Renewable raw materials such as sugars Low molecular weight are found in the sector of lubricants but its potential as a component of the polyol for synthetic ester is an almost unexplored area, although they possess functions analogous to those of the aforementioned alcohols. However, thanks to their availability, the use of these raw materials in the field of hydraulic fluids and lubricants is very attractive, because of their natural origin they have great advantages in regards to rapid disintegration Biological and environmental tolerance.

From EP 0 879 872 A1, formulas of non-toxic, biologically disaggregated lubricating oil, which They consist of an ester of a sugar and a fatty acid. The component of the polyester with a polyol group may include a sugar, a sugar alcohol or a mixture thereof, so that the component with the polyol group may present a partial degree or Total esterification. The non-toxic lubricating oil formula described must have a special application in the machines, which they employ in the food and agriculture industry or Well in the cosmetic and pharmaceutical industry.

EP 0 572 198 A1 describes compounds based on lubricating oil that can also be used for machines in charge of food manufacturing. The compounds are formed by a mixture of a first ester of a fatty acid saturated medium chain with glycerin (component A) and a second ester of a carboxylic acid with sucrose.

DE 42 29 383 C2 describes a lubricating agent edible to which esters are added that enhance the action lubricant based on fatty acids and higher alcohols. The additives to improve the lubricating action consist of at least two esters of edible alcohols with at least two groups of alcohols As alcohols, for example, the glycerin, pentaerythrite, arabitol, mannitol and sorbitol.
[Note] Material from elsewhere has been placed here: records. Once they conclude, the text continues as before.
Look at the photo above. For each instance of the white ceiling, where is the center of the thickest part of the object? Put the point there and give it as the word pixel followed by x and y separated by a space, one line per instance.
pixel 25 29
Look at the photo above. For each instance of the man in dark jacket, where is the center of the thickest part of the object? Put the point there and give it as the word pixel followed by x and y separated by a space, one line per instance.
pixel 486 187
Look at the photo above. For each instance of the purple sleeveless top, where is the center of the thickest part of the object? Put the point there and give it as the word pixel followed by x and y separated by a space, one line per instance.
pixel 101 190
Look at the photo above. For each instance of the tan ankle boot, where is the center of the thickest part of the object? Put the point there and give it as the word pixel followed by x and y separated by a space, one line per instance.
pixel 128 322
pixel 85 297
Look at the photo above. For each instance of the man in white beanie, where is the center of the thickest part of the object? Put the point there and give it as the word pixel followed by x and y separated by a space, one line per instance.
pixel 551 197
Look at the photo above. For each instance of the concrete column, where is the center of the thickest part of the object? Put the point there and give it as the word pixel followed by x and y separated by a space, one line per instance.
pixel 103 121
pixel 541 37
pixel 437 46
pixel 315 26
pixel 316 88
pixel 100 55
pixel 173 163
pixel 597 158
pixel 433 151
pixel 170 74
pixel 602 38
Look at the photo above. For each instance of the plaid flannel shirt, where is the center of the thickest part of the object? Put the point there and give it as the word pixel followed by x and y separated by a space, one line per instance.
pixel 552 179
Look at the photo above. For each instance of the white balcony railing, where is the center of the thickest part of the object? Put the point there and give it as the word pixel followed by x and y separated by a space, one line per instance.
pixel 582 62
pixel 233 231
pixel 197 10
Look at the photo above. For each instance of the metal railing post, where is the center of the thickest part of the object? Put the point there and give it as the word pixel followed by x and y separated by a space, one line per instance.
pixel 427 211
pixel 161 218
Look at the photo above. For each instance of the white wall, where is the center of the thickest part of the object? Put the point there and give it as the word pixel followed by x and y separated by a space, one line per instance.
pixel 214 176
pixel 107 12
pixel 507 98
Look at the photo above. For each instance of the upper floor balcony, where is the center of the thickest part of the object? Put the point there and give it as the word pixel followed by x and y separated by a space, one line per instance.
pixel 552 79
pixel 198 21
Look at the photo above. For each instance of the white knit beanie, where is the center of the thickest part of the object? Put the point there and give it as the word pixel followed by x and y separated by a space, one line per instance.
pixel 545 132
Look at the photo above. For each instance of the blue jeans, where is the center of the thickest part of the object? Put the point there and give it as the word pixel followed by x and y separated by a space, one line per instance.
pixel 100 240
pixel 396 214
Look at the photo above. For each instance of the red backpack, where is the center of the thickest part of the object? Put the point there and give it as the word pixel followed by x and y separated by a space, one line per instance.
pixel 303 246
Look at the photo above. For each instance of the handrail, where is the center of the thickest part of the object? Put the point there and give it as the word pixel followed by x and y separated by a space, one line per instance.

The synthesis esters known in the currently, which are obtained based on sugar or sugar derivatives low molecular weight, however, have some disadvantages of so that they cannot be used on a large scale as a base liquid of the lubricant or as hydraulic fluid. They do not present the required properties in terms of behavior viscosity-temperature, viscosity-pressure, aging resistance and to oxidation, resistance to hydrolysis, compressibility, tolerance to elastomers, tolerance with materials used in the corresponding machines, degree of foaming, air emission behavior, cold properties, coefficient of friction, wear protection in a four ball apparatus (VKA) according to DIN 58524, etc. On the one hand its manufacturing is too expensive, which is attributed to the use of special starting materials due to their specific Applications. In addition some of these synthesis esters are not can decompose without leaving residues through natural systems or It is difficult to decompose.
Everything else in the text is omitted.